As of early last night, there was still no word on whether President Aquino had accepted the resignation of Nonnatus Rojas as director of the National Bureau of Investigation. There were reports that high officials wanted the resignation not of Rojas but of certain other NBI officials suspected of coddling businesswoman Janet Lim-Napoles.
Justice Secretary Leila de Lima, whose department has jurisdiction over the NBI, urged deputy NBI directors to follow the example of Rojas. One deputy director heeded her call.
This flap should lead to a thorough housecleaning in a bureau that has had its own share of scandals in recent years. The NBI is usually called in when the impartiality of other government agencies cannot be guaranteed in investigating their own officials or employees. The NBI also handles special cases involving organized crime. It has its own forensics section and a special unit for cyber crimes.
Considering the importance of the cases assigned to the bureau, competence and integrity are essential to the NBI. In the hunt for Napoles, who was ordered arrested on charges of serious illegal detention, many stories about the NBI manhunt came out, with several key details turning out to be erroneous or, as some quarters suspect, deliberately leaked to mislead the public. When Napoles finally turned up, both her camp and Malacañang expressed mistrust of certain elements in the NBI.
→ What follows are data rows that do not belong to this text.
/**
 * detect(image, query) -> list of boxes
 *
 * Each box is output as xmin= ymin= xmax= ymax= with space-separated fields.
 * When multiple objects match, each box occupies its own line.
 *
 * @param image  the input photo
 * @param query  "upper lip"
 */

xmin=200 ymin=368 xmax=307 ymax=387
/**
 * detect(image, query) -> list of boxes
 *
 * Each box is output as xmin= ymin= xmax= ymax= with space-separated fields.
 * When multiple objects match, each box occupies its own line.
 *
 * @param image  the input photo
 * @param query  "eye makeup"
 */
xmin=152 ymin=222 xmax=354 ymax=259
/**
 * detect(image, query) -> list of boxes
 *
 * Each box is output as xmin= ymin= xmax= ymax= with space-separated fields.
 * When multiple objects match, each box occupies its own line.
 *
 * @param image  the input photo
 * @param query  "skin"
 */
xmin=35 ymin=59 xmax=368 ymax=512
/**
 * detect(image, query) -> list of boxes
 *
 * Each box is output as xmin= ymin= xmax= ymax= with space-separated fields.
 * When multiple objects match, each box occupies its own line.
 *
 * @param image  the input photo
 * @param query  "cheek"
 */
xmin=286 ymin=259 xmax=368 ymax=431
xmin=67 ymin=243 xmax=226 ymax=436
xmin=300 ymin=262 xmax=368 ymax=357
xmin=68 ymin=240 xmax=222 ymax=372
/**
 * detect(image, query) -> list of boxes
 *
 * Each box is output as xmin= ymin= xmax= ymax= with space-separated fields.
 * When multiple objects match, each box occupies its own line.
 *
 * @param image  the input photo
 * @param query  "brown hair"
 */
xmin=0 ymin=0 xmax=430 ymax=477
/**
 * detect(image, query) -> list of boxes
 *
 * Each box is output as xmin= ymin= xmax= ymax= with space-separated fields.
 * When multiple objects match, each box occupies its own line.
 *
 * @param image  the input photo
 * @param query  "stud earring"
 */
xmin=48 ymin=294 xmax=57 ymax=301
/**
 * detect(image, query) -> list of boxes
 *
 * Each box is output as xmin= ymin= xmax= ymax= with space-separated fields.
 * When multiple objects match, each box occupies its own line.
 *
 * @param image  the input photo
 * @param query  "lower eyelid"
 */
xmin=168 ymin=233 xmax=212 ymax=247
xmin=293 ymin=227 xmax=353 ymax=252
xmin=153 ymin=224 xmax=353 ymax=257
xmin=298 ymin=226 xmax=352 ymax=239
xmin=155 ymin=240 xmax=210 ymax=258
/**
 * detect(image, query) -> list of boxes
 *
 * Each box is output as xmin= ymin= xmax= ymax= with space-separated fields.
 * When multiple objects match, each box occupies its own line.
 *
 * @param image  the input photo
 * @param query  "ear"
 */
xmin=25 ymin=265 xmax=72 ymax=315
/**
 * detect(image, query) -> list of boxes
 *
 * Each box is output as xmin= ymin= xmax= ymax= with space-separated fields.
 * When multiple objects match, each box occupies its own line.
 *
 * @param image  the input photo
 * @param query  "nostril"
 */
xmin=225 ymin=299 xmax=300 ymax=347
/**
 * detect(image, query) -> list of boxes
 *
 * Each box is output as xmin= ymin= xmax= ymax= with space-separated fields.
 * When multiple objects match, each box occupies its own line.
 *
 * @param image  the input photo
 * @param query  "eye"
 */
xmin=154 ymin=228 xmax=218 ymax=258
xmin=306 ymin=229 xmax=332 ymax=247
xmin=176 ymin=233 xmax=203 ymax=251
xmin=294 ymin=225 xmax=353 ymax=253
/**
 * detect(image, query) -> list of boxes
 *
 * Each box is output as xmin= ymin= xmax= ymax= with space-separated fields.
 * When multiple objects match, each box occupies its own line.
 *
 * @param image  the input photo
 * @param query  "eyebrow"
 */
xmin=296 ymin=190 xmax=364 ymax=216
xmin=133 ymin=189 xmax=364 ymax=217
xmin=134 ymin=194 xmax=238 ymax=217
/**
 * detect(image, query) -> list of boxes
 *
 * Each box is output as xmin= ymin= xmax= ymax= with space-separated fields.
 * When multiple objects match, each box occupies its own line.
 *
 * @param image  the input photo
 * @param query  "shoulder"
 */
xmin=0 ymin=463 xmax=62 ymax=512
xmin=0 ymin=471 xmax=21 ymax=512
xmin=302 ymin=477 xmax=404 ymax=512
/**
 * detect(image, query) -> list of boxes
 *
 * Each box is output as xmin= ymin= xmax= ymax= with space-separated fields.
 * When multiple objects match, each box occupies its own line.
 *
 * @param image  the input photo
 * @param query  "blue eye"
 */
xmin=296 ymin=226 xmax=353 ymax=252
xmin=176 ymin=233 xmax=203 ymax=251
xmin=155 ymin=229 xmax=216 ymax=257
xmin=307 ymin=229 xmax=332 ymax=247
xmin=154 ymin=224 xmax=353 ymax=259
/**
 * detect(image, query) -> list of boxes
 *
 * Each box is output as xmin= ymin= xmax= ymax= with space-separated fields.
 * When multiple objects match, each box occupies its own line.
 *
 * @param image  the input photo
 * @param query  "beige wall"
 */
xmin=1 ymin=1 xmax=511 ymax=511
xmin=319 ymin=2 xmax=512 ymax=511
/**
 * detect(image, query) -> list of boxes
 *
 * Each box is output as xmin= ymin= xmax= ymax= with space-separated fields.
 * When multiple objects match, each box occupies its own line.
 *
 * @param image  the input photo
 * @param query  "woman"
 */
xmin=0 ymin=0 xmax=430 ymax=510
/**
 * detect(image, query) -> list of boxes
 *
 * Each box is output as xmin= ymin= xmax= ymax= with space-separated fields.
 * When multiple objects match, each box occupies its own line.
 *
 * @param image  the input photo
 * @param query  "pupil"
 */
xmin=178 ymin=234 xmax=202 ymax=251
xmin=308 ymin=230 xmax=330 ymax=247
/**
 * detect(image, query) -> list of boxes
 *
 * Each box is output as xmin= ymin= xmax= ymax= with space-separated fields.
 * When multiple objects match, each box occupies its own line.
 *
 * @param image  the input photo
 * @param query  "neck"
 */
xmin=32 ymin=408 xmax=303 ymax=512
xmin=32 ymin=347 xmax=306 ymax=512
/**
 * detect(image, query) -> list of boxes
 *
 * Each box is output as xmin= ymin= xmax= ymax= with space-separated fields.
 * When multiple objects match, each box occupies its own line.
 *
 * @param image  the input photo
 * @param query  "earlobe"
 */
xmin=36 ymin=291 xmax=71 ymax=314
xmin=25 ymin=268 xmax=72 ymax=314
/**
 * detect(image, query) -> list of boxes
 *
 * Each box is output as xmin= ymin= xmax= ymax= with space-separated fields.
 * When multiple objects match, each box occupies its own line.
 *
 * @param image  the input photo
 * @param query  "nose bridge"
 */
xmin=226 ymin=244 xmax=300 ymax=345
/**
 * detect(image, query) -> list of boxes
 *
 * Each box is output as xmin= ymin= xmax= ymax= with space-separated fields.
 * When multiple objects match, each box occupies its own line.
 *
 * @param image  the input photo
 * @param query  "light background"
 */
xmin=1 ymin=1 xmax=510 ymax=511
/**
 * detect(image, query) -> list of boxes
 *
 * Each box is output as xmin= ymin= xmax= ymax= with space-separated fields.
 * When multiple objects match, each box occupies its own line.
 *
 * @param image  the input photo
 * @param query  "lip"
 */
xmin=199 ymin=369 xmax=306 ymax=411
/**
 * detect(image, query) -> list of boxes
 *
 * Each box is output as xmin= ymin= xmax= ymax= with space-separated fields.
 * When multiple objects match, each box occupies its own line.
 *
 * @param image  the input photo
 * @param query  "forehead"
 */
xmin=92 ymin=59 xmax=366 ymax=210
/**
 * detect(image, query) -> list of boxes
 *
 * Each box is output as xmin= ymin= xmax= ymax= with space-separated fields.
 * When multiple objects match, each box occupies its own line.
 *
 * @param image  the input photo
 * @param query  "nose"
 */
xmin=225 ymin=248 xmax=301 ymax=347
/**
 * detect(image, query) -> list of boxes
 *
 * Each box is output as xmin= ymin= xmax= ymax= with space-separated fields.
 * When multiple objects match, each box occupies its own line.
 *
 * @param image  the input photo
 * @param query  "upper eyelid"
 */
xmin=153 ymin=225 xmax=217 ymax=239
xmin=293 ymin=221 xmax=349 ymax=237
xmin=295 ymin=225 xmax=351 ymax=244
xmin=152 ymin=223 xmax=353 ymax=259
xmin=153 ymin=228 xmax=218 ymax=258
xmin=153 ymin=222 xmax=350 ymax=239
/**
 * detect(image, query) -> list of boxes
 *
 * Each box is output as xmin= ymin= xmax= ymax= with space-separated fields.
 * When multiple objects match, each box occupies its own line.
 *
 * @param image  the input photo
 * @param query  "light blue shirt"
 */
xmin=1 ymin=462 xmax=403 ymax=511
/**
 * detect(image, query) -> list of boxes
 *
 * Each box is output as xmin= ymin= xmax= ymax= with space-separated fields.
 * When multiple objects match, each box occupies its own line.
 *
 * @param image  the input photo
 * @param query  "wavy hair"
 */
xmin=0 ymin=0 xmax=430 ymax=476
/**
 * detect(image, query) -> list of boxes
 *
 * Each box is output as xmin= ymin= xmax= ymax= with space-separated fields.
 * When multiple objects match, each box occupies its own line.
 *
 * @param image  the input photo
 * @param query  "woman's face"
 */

That mistrust prompted the resignation of Rojas. Whether or not the supposedly irrevocable resignation is accepted by the President, the incident should lead to a housecleaning in the bureau. Even if the mistrust was misplaced and there was a serious effort to find Napoles, the NBI appears to have looked at the wrong places and its manhunt was a flop. At the very least, this calls for better training and sleuthing among its agents. Rather than take offense, the NBI should see this as a challenge to improve professionalism within its ranks.